Die Mitgliedschaft von Orbáns rechtskonservativer Fidesz-Partei in der Parteiengruppe EVP sorgt seit längerem für Diskussionen. In der Europäischen Volkspartei befürchten manche nach dem klaren Wahlsieg Orbáns die Fortsetzung des Umbaus Ungarns zu einer illiberalen Demokratie - weshalb ein Treffen der EVP-Spitze mit Orbán in Brüssel angesetzt wurde.
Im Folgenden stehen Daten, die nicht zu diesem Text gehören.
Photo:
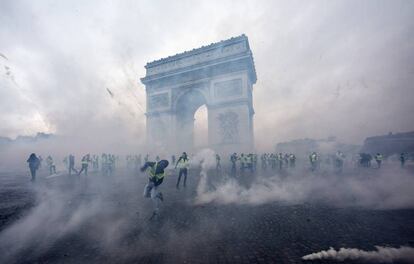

Während Medien von einem "Krisentreffen" berichteten, war in Ungarn selbst von einem normalen "Gegenbesuch" die Rede. EVP-Fraktionschef Manfred Weber sprach im Vorfeld von einer Gelegenheit, Orbán ins Gewissen zu reden. Der ungarische Regierungschef wolle der EVP-Spitze in Brüssel die Ziele und Vorhaben der ungarischen Regierung präsentieren, hieß es indes aus Budapest.
"Rote Linien" für Orbán
Beim Treffen selbst wurde dann offenbar auch über Grenzen für Fidesz gesprochen. Karas: "Die roten Linien, die Viktor Orbán nicht überschreiten darf, sind nicht nur rechtlicher Natur, sondern betreffen auch den Umgang mit Werten. Orbáns Wahlkampfrhetorik stand im Widerspruch zu christdemokratischen und europäischen Werten." Orbáns Partei hatte im jüngsten Wahlkampf vor allem mit ausländerfeindlicher Rhetorik aber auch mit antisemitischen Codes gepunktet. Die belgischen Christdemokraten hatten deshalb etwa den Ausschluss der Orbán-Partei aus der EVP gefordert. Die Europäische Volkspartei ist in dieser Frage aber gespalten.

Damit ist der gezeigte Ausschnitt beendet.